Yesterday, the news announced that it was the last day to ship stuff for Christmas delivery. (That's for UPS and Fed Ex ground... by mail was Tuesday.) 

I think that means unless you're in England where they seem to be plentiful (see:The G Scale Mad Forum ) that there will be no domestic 2-6-6-2's by Bachmann until after the holiday. I'm not sure how they got to England, and not here ... but knowing "why" on this kind of question often doesn't help, so I'm not asking.

I admit, this won't change the rising or setting of the sun, and since this was my present to myself, it won't wreck a suprise. And anyone who knows the history of this kind of thing (notably, the K-27) is probably surprised I even noticed.

But, having sworn off "anticipating" some time ago, there was a part of me that was looking forward to it. I guess they have different priorities than I would.

Oh well.

Matthew (OV)

**** UPDATE**** The Bachmann website has now switched to "Shipping NOW" and added a nice layout photo. I'm not sure that changes much of the above, but we'll see.


----------



## Curmudgeon (Jan 11, 2008)

Just to ask the question: 

Bochman is shipping now. 
1-4 days to your favourite dealer. 
And, the deadline for arrival by Christmas shipping has already passed........ 
If you happen to have one of these Meyers on order, what does your dealer say? 

The units seem to be available elsewhere, but, once again, our Phine Pholks seem to have a different idea about "Christmas Arrival" than we do. 

Of course, as in last year's brand of Fee--------as---------coe, one person probably has the engine prior to, just so they can say "Units Arrived in Customer (no "s") hands before Christmas".


----------



## chuck n (Jan 2, 2008)

Matthew:

I feel for you. Last year I was waiting and waiting for the Bachmann K. I finally got mine in early January. At the time I thought it was worth the wait, until the wheels spun on the axle and I had to do the shimming.
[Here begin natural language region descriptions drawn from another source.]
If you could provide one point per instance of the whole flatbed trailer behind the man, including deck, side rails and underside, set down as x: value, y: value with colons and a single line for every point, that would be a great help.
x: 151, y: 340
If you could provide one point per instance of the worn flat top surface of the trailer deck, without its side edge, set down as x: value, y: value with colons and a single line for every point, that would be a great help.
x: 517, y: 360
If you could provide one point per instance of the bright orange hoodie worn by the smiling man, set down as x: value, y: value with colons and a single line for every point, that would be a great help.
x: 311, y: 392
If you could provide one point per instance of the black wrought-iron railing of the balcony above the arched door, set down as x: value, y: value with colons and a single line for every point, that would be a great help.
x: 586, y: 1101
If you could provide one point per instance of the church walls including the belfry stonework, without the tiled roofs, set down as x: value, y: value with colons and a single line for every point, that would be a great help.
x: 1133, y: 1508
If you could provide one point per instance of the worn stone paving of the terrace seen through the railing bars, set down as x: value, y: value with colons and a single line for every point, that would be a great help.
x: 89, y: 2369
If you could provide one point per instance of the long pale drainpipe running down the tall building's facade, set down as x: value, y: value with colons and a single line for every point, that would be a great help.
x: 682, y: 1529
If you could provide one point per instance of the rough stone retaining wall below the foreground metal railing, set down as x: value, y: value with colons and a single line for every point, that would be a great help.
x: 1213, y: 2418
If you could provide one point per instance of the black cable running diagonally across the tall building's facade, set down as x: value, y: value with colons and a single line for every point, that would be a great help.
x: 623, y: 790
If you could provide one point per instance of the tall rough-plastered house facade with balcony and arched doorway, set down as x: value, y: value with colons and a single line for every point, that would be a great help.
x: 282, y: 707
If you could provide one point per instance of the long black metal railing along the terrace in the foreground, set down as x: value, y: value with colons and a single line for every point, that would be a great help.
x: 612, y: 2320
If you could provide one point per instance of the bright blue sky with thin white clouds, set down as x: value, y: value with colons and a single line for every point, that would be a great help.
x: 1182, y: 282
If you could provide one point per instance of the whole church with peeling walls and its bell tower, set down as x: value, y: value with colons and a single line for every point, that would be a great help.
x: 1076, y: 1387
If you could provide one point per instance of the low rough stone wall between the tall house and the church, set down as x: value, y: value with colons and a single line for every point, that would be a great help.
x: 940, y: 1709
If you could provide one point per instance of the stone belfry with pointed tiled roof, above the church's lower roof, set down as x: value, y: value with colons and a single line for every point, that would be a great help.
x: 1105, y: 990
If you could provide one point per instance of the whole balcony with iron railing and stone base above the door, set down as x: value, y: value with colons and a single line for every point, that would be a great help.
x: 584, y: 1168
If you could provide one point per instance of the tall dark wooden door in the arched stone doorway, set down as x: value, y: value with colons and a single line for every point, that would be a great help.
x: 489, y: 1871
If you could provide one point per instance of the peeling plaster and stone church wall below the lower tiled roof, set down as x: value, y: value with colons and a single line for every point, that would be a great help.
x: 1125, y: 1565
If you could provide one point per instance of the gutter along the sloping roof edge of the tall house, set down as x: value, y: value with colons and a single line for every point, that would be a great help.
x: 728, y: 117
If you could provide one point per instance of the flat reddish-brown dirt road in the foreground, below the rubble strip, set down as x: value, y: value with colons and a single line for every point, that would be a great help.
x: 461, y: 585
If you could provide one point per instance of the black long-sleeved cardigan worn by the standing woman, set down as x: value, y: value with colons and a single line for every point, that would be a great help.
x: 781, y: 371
I then wished that I had waited a little longer. 

I'm not waiting this year as the 2-6-6-2 isn't on my wish list. I'm sure it'll be a nice engine, but it's not something that would fit into my railroad. Now if they did a K-28 that's something else!


I hope that when you get it, it was worth the wait and it comes free of defects and controversies.

Chuck N


----------



## Great Western (Jan 2, 2008)

Posted By SlateCreek on 12/18/2008 8:38 AM

I think that means unless you're in England where they seem to be plentiful (see:The G Scale Mad Forum ) that there will be no domestic 2-6-6-2's by Bachmann until after the holiday. I'm not sure how they got to England, and not here ... but knowing "why" on this kind of question often doesn't help, so I'm not asking.


It certainly makes a change for us to get things before you guys Stateside if this is true. Even railroad mags are a month later on the newstands here.

Maybe someone from over here who has or buys one will do a review .


----------



## aceinspp (Jan 2, 2008)

As they say let the first time buyer find the bugs and then go for the next run.







Later RJD


----------